Les herbiers ont une action importante sur l’hydrodynamisme : ils réduisent considérablement la force des courants et de la houle. Cela permet d’atténuer la remise en suspension des sédiments lors des tempêtes et surtout de protéger le littoral de l’érosion. Les exemples de rétrécissement de plages après régression des herbiers sont nombreux et édifiants. Les banquettes de posidonies mortes sur l’estran, qui peuvent atteindre deux mètres d’épaisseur, contribuent à stabiliser le sable. Elles alimentent la zone tampon de feuilles flottantes, dont la viscosité dissipe l’énergie des vagues, pour diminuer le grignotage des plages voire favoriser leur croissance. Ces gros tas sont pourtant encore aujourd’hui évacués dans certaines communes pour le confort des baigneurs, bien que cela soit théoriquement interdit en France depuis 1988. Des communes, telles que Hyères, ont renoncé précocement à l’enlèvement systématique sur une partie de leurs plages et ont pu les voir s’épaissir. Aujourd’hui il est interdit de déplacer les banquettes, sauf sur certaines plages touristiques, après le mois de mai, à condition de les y remettre ensuite. Elles sont parfois aussi recouvertes de sable en millefeuille.

Posidonies en danger

Comme beaucoup d’autres, la plage de l’Almanarre est menacée en raison d’un déficit d’apports sédimentaires et d’un hydrodynamisme agressif, malgré des ré-ensablements très importants (10 000m3/an).
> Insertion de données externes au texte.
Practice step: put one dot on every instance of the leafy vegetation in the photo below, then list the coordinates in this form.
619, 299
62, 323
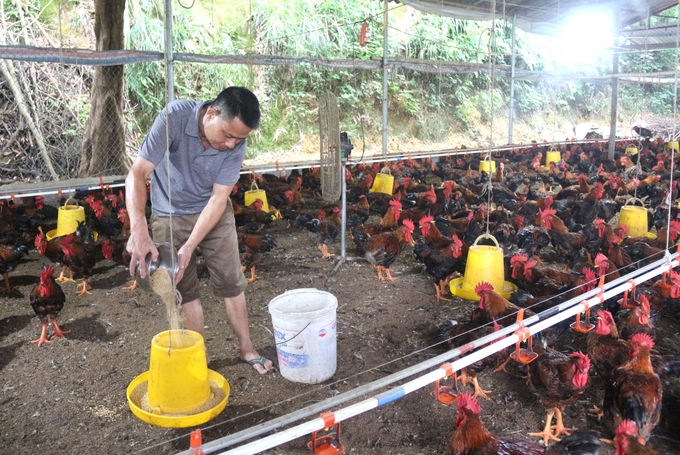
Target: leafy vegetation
430, 106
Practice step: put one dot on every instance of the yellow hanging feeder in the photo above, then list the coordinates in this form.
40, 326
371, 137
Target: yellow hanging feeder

La protection offerte par les posidonies est aussi compromise pour les mêmes raisons : le manque de sédiments peut provoquer un déchaussement des rhizomes et la mort de l’herbier. Au contraire, un excès de sédiments pourrait aboutir au même résultat en ensevelissant et étouffant les plantes. Cette altération de l’équilibre entre sédimentation et croissance est la première cause de régression des herbiers à posidonies et porte bien souvent la signature de l’homme (assèchement des rivières par pompage, multiplication des barrages). La construction de digues ou de ports, outre de modifier les houles et les courants, lève un nuage turbide permanent qui nuit à la photosynthèse et sédimente plus vite que les plantes ne peuvent pousser. La construction du port de la pointe rouge à Marseille, par exemple, a recouvert directement 11 hectares d’herbiers, mais en a aussi détruit indirectement 68 supplémentaires. La croissance des posidonies est si lente que la perte d’un herbier peut être considérée comme irréversible. D’autres inventions humaines agressent et détruisent irrémédiablement les herbiers : les ancres de bateaux, les corps-morts de mouillage et surtout la pêche par chalutage de fond, auquel les droites européenes refusent de s’attaquer. D’autres espèces se joignent à nous pour menacer les posidonies. Les oursins notamment, en raison de la surpêche de leurs prédateurs, ainsi que la Caulerpa taxifolia, l’algue tropicale invasive échappée de l’aquarium de Monaco en 1984. Son excellente adaptation lui a permis de concurrencer très sévèrement les posidonies, générant ainsi de vastes surfaces stériles, avant de commencer à décroître mystérieusement.